Xi: China open to ‘vaccine cooperation’ with Eastern Europe

International

A medical worker wearing protective gear waits for people to receive the COVID-19 vaccine, at Belgrade Fair makeshift vaccination center in Belgrade, Serbia, Tuesday, Feb. 9, 2021. China is ready to consider “vaccine cooperation” with Central and Eastern European countries, President Xi Jinping said Tuesday in a meeting held by video link with European leaders. Serbia has received 1 million doses of a Chinese-developed coronavirus vaccine and Hungarian and Chinese vaccine developers are cooperating. (AP Photo/Darko Vojinovic)

BEIJING (AP) — China is ready to consider “vaccine cooperation” with Central and Eastern European countries, President Xi Jinping said Tuesday in a meeting held by video link with European leaders.

Serbia has received 1 million doses of a Chinese-developed coronavirus vaccine, and Hungarian and Chinese vaccine developers are cooperating, Xi said, according to the official Xinhua News Agency.

Hungarian Prime Minister Viktor Orban told the meeting he expects the first shipments of a Chinese COVID-19 vaccine to arrive in the country as early as next week.

Orban praised the Chinese scientific community for developing the Sinopharm vaccine, and thanked Hungarian medical experts for visiting production sites in China and consulting with Chinese experts.

“I have received very reassuring reports from our delegation, based on which our national regulator has issued (the Sinopharm vaccine) a permit for emergency use,” Orban said and praised the “constructive attitude of the Chinese authorities, which has enabled us to sign the vaccine purchase agreement.”

Hungary was the first country in the EU to issue approval to the Sinopharm vaccine, and has purchased enough doses to inoculate 2.5 million people.

Beijing will “actively consider such cooperation” with other governments, Xinhua quoted the president as saying during the China-CEEC summit.

Sinopharm and another vaccine made by state-owned developers, Sinovac, have received conditional approval from China. Deals to supply millions of doses have been also reached with Turkey and at least eight other foreign countries.

Beijing is also trying to nurture relations with Central and Eastern European governments as part of efforts to expand markets for exports and for Chinese construction and other companies to operate abroad.

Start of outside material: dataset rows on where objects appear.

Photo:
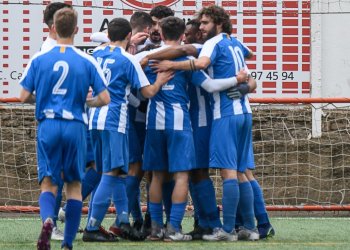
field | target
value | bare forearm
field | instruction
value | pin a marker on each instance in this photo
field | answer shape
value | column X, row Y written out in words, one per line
column 173, row 52
column 151, row 90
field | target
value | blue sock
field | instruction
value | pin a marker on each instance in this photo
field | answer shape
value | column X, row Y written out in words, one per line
column 259, row 204
column 246, row 204
column 101, row 202
column 120, row 200
column 89, row 182
column 207, row 202
column 177, row 214
column 133, row 192
column 147, row 194
column 230, row 199
column 198, row 211
column 90, row 202
column 156, row 212
column 58, row 201
column 168, row 188
column 73, row 215
column 194, row 201
column 239, row 221
column 47, row 202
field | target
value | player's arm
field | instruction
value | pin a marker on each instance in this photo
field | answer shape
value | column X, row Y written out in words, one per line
column 206, row 57
column 27, row 82
column 217, row 85
column 193, row 64
column 100, row 100
column 137, row 77
column 242, row 89
column 26, row 96
column 162, row 78
column 174, row 52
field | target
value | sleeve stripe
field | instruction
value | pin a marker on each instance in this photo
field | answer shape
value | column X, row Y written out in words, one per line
column 142, row 77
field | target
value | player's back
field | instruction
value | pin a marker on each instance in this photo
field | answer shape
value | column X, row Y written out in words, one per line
column 122, row 72
column 226, row 61
column 62, row 77
column 168, row 109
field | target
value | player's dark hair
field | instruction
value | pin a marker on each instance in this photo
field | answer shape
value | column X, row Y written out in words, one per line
column 50, row 11
column 161, row 11
column 118, row 29
column 195, row 23
column 219, row 16
column 65, row 21
column 172, row 28
column 140, row 20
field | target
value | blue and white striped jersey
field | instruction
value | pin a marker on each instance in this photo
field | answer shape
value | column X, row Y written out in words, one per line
column 122, row 72
column 169, row 108
column 61, row 78
column 200, row 110
column 227, row 59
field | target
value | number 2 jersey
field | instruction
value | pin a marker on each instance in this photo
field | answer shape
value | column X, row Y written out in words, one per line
column 61, row 78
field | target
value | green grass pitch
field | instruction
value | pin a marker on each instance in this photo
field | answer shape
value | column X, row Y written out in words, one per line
column 292, row 233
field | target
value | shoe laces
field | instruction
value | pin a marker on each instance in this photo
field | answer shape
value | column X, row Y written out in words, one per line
column 103, row 230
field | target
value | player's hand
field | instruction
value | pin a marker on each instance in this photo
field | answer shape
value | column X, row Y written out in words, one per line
column 139, row 38
column 242, row 76
column 159, row 66
column 143, row 106
column 165, row 76
column 144, row 62
column 238, row 91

The focus on Eastern Europe through the China-CEEC group, also known as “17 plus 1,” has prompted unease among France, Germany and other Western European governments that Beijing is trying to make political inroads into the European Union.

Addressing Tuesday’s meeting remotely, Polish President Andrzej Duda said the best way to help economies rebound after the pandemic would be to expand trade. Poland so far has not opted to secure the Chinese vaccines,

“We have this expectation that the cooperation within our 17+1 format will start bringing measurable and bilateral benefits in the area of economy, and first of all in the form of higher exports to China of goods and services from Central and Eastern Europe and in the form of a greater inflow of Chinese greenfield investments,” Duda said.

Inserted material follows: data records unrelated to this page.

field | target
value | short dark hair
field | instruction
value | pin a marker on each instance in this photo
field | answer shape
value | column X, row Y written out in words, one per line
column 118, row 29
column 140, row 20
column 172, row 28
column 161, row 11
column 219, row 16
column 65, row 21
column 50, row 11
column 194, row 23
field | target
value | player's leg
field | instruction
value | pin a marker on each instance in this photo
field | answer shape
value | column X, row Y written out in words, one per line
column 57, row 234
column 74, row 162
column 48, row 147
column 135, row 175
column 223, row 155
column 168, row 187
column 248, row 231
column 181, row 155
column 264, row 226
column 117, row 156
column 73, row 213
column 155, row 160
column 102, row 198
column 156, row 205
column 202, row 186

Meanwhile, Xi said China intends to import farm and other goods worth more than $170 billion from Central and Eastern Europe over the next five years, according to Xinhua.

Beijing is trying to develop new trade relationships and reduce reliance on the United States following a tariff war with Washington.

“We need to deepen agricultural cooperation,” Xi said, according to Xinhua.

Xi also expressed support for plans by Fudan University in Shanghai to establish a university in Hungary.